Here are a few types of people you might know, and how you can include them in a fruitful climate conversation.
It may sound counterintuitive but it's not important to convince people that climate change is a real thing if they just don't want to believe it. There are far more people who do think it's a serious problem but don't know how to engage, and they are the ones we really want to invite into this conversation. Having said that, you love your sister and want her to know how you feel, and you want to know how she feels. Firstly, don't get into a debate. Ask curious questions about what she thinks and feels. Next, find a point of agreement - pollution, renewable energy, water consumption, whatever it may be. Bring kindness and genuine curiosity to an otherwise fraught discussion. To cope with the impacts of climate change we are going to need a lot of good will towards each other regardless of whether we agree on everything.
You might be new to this whole climate change thing and are a bit wary of getting into an exhausting discussion with your aunty who has been a climate activist since the ‘70s, knows everything there is to know about the issue and gets easily annoyed at people who are less active than she is. If you'll be in a group and you think she'll disrupt the flow of the conversation and discourage others from expressing opinions, have a quiet word with her beforehand about why compassion is important in this setting. Ask her to help you out. Also, when you begin the conversation, and introduce the topic, set the tone by saying something like this: "I'm really interested to know what you all think about climate change.
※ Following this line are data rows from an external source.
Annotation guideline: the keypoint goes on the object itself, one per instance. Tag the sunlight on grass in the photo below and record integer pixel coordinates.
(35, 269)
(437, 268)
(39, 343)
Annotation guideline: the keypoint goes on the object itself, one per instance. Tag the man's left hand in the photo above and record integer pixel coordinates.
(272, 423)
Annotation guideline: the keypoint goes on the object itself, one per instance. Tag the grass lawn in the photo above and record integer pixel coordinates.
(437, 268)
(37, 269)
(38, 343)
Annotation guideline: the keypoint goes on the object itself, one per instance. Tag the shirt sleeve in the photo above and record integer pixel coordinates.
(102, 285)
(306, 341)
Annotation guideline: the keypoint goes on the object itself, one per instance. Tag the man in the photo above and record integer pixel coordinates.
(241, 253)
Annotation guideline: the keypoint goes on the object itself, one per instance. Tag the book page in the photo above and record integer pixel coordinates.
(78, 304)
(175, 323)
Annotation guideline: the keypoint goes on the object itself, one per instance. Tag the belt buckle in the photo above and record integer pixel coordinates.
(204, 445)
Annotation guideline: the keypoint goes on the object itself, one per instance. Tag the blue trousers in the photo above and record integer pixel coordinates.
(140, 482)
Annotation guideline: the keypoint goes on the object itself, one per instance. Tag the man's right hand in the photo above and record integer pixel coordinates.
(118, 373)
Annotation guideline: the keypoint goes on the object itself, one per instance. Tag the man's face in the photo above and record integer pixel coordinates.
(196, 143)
I know everyone will have different thoughts (and some of you know a lot more than I do) but I'd love it if we can all talk about this openly and respectfully".
You will find some people for whom climate change just doesn't resonate. And maybe your brother is one of them. Don't try to guilt him or beat him over the head with "the terrible truth". Maybe this time he won't respond, but you never know when a seed, once planted, might sprout. He knows how you feel now, and maybe in the future he'll begin to think about it more, he’ll notice news articles that he hadn’t before, and might just raise it with you again soon.
Your grandpa has lived a lot longer than you with vastly different experiences. Don't assume anything! His generation is as diverse as yours, so while the over 60s are often portrayed as conservative with traditional views, you never know unless you ask. Respect your elders... But it's okay to respectfully disagree. As always, questions are your friend here.
Perhaps your friend is an engineer, or data analyst, or scientist, or just generally understands the world through facts. That's absolutely fine. But it's not necessary for you to have all the answers they crave. Be open, say "I don't know", or ask "does the answer to that change how we respond?". Perhaps this is an opportunity to suggest watching a doco together... A joint investigation with a bowl of popcorn?
Despair. Grief. Anger. You've no doubt been there yourself and will continue to flicker in and out of these emotions. They are entirely normal. Acknowledge to your daughter that you feel these things too. Tell her about something that gives you hope and allows you to take action. Whatever you do, don't tell her to "stop being so negative". These are actually really important feelings to have because they connect us with the severity and urgency of climate change. The important thing is not to stay there too long. Help each other through this.